Constituents of three consecutive south east Queensland seats are on the cusp of perhaps the biggest change ever seen in the region.

With the former members of Wide Bay, Fairfax and Fisher not contesting the July 2 election, electorate office signage has now been removed.

The ABC has been told this is in accordance with a directive from the Department of Finance.

Staff will remain in the offices during the caretaker period to assist voters with matters of a federal nature.

The three electorates include Gympie in the north to Landsborough in the south and take in coastal areas of Maroochydore and Noosa and west into the hinterland towns of Maleny and Mapleton.

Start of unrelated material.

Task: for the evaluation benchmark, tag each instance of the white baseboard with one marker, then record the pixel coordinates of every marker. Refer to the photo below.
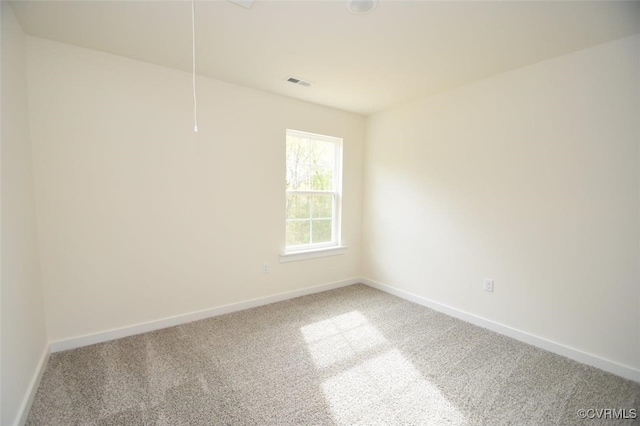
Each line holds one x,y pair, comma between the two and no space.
23,411
551,346
104,336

The retiring deputy prime minister Warren Truss has held the seat of Wide Bay for the Nationals since 1990, the Palmer United Party leader Clive Palmer nabbed the seat of Fairfax in 2013 and the LNP's retiring member Mal Brough is bowing out of Fisher which he's also held since 2013.

Cusp of change

Lecturer in politics at the University of the Sunshine Coast, Bron Stevens, said it was rare to have three consecutive federal seats being vacated at the one time, particularly in an area with a strong LNP following.

"The Coast has had quite a lot of stability in its seats over the years.

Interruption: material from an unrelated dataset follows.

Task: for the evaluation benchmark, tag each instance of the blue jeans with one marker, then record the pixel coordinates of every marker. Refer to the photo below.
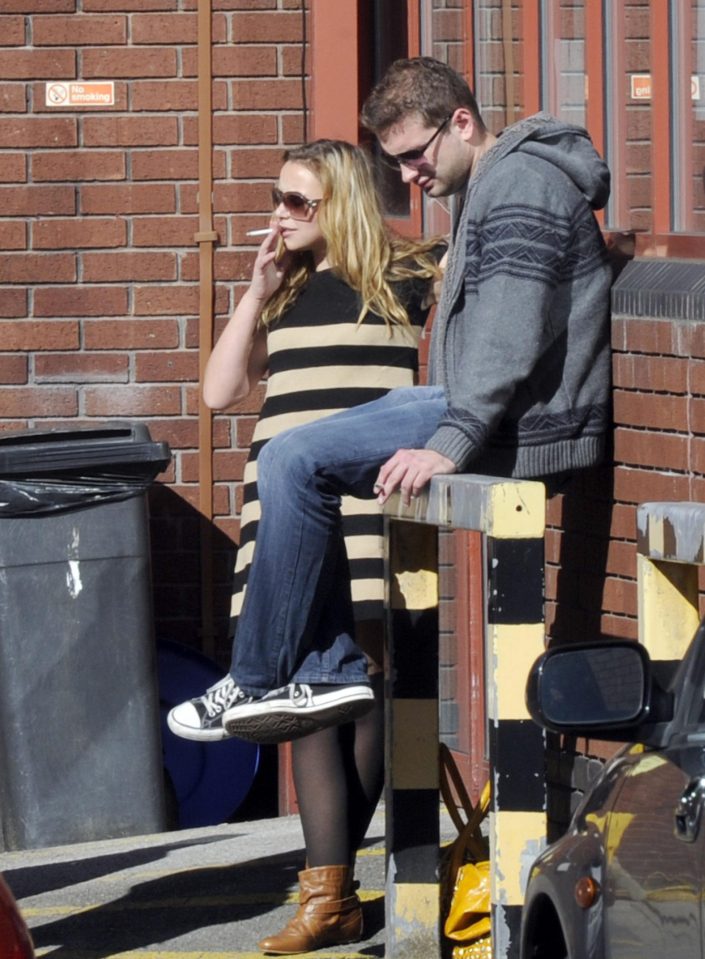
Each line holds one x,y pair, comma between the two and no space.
296,623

"If we go back to before the last election, both Peter Slipper and Alex Somlyay had been there for quite a long time and of course Warren Truss has been there for a long time so we are seeing unprecedented lack of stability."

But she said stability had its downside with voters in the region "quite rightly" feeling ignored by both major parties.

That resulted in a backlash at the 2013 election in Fairfax when Mr Palmer won the seat, but she said now voters maybe even more cautious to leave the major parties.

"Clive Palmer, in the eyes of many voters, has been a really big disappointment and so I'm just wondering whether the effect will be to drive the voters back to the more traditional model of voting for the Coalition, even though the instability in Fisher particularly has been a bit disillusioning for the voters."

The LNP's outgoing member for Fisher Mr Brough announced earlier this year that he would not contest the next federal election.

Ms Stevens said the dilemma for voters now, was what action they could take.

"One of the problems with leaping into an independent is you need to know a bit about them ... an independent might be a choice to stir up both government and opposition to think a bit more about the coast but voters would need to know quite a lot (about them).

"The only option, if the coast really wanted to get noticed, would be to vote Labor but none of the polls seem to be indicating that would happen."

Ms Stevens said because of a loss of the "personal vote" in seats with a retiring member, there could be a trend for those seats to go to a strong independent.

"Lindsay Tanner for example retired and his seat went to a Green, so if there was a really good independent candidate that people felt they could rely on, this could be their opportunity especially in Fisher I would've thought."

Nominations for the House of Representatives and Senate candidates close on at midday on June 9 and bulk nominations close on June 7.